Risk-Based Testing: Analysing Risk Testing Security Practices for Modern World

risk based Testing
21Aug, 2018

Most e-business projects entail high pressure and tight timescales coupled with risky project foundation. Typically, products need to be launched, marketing activity ramped up, and subscription numbers increased rapidly to obtain the next round of venture capital. Where the founders of a company are looking to attract investment, or perhaps even sell out, they must also maximize the attractiveness of their assets. Management may prefer to enhance or expand its product offerings before they actually work. The pressure to deliver may override the pressure to get it right. As a result, the testers of modern systems face considerable challenges. They are required to-

  1. Assess software product risks. Identify and assess, through consultation, the major product risks of concern and propose tests to address those risks.
  2. Estimate overall test effort. Estimate, based on the nature and scope of the proposed tests and on experience, how expensive and time consuming the testing will be.
  3. Gain consensus on the amount of testing. Achieve, through consensus, the right coverage, balance, and emphasis of testing.
  4. Acquire budget to do enough testing. Convince management to allocate enough of its budget to testing that will address the risks of concern.
  5. Plan, implement and execute tests. Specify and run tests that address the risks of greatest concern.
  6. Provide information for a risk-based decision on release. Perhaps the most important task of all is to provide information as the major deliverable of all testing.
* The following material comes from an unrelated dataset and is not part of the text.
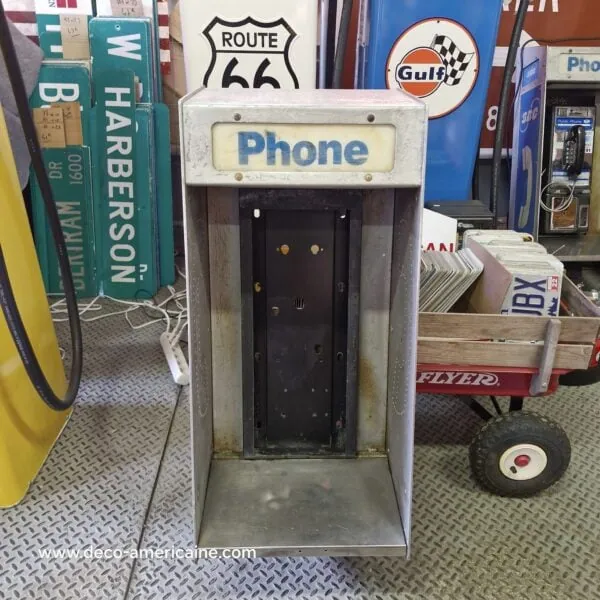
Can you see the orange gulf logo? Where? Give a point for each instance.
(421, 72)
Risk and Testing: The Correlation?

There are three types of software risk:

  1. Project risk– These risks relate to the project in its own context. Projects usually have external dependencies, such as the availability of skills, reliance on suppliers, constraints like fixed-price contracts, or fixed deadlines. External dependencies are project management responsibilities.
  2. Process risk– These risks primarily relate to the project internally its planning, monitoring, and control come under scrutiny. Typical risks here include the underestimation of the project’s complexity or the level of effort or skills required. The internal management of a project, such as good planning, progress monitoring, and control, is a project management responsibility.
  3. Product risk– These risks relate to the definition of a product, the stability (or lack) of requirements, the complexity of the product and the fault-proneness of the technology, which could lead to a failure to meet requirements. Product risk is the testers’main area of concern.
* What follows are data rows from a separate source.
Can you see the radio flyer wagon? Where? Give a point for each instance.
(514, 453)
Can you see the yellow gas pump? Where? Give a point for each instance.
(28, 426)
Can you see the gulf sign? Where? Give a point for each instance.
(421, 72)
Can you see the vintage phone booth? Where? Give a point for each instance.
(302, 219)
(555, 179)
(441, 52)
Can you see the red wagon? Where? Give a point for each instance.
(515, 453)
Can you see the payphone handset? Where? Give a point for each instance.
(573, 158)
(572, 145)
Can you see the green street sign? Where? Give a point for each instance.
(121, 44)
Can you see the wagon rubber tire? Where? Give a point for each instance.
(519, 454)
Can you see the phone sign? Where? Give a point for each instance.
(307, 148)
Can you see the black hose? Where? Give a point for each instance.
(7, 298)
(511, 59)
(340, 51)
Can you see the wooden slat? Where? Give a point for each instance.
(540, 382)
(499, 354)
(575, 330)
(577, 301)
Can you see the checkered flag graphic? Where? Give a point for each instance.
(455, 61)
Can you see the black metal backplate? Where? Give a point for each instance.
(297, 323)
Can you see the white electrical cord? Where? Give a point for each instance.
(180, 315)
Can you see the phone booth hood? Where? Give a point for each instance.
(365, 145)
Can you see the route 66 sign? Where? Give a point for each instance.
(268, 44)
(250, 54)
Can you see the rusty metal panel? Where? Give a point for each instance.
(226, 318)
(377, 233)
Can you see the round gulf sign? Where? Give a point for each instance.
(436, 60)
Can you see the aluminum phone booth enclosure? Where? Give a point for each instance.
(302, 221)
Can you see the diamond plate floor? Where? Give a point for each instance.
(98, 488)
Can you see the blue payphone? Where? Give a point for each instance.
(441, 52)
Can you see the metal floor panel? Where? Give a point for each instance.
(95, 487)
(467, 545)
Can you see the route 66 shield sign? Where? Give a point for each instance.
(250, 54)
The purpose of structured test methodologies tailored to the development activities in risk-based testing is to reduce risk by detecting faults in project deliverables as early as possible. Finding faults early, rather than late, in a project reduces the reworking necessary, costs and amount of time lost.


Risk-based Testing Process Method   

An ideal risk-based testing strategy addresses four key objectives-

  1. To detect faults in software products (documentation and software) so that they can be corrected;
  2. To demonstrate and build confidence that stated (and unstated) requirements have been met;
  3. To provide evidence that the business benefits required from systems are available;
  4. To provide data on the risk of release (and use) of the system under test.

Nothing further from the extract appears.